Berdasarkan PKPU Nomor 5 tahun 2017 Pasal 15, tercantum bahwa dana kampanye wajib diperoleh, dikelola, dan dipertanggungjawabkan berdasarkan prinsip legal, akuntabel, dan transparan.

“Aturannya jelas, mulai dari mahar politik pada saat proses kampanye pencalonan termasuk misalnya laporan dana kampanye ini sangat penting untuk paslon,” sambungnya.

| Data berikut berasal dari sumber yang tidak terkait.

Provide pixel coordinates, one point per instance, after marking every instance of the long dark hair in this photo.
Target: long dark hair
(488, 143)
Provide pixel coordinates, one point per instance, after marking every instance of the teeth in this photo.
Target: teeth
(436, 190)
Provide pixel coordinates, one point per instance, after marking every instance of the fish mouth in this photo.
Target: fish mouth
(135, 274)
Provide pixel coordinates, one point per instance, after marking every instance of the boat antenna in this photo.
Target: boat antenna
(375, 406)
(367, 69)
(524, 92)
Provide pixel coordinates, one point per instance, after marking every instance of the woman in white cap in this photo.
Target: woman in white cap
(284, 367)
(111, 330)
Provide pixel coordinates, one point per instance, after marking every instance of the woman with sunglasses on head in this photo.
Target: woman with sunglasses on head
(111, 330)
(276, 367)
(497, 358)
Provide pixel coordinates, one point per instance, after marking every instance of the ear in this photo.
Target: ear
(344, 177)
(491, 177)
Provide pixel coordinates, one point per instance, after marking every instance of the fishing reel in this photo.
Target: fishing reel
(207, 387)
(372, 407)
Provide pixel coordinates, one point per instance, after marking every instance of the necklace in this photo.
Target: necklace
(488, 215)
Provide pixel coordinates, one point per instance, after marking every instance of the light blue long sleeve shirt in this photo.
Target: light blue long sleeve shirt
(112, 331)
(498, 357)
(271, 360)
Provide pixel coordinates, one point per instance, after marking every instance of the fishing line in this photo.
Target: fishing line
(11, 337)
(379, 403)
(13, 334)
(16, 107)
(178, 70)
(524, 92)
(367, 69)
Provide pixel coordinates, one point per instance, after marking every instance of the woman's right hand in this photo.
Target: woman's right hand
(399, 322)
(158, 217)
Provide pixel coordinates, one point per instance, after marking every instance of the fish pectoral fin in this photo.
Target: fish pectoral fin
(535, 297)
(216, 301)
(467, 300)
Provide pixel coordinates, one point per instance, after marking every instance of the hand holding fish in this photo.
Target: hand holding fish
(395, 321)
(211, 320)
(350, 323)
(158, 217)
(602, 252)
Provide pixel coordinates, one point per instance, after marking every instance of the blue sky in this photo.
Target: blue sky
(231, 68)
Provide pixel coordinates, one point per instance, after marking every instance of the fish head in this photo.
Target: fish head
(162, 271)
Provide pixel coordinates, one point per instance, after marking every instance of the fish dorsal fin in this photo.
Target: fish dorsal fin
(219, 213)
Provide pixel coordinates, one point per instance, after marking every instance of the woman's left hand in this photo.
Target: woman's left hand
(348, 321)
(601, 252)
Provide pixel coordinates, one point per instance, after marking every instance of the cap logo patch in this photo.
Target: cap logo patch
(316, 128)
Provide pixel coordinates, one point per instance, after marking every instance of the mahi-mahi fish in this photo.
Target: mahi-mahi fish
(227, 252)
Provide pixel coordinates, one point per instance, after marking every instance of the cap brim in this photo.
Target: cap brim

Hal serupa juga diutarakan Komisioner KPU Makassar Divisi Teknis, Gunawan Mashar. Ia menerangkan, setelah ditetapkan sebagai peserta pemilu, paslon wajib membuat rekening kampanye, batas akhirnya sampai tanggal 25 September sudah harus dibuat.

“Paslon bisa saja didiskualifikasi atau dicoret dari pencalonan apabila tidak menyetorkan rekening kampanye setelah waktu yang telah ditetapkan,” tegas Gunawan.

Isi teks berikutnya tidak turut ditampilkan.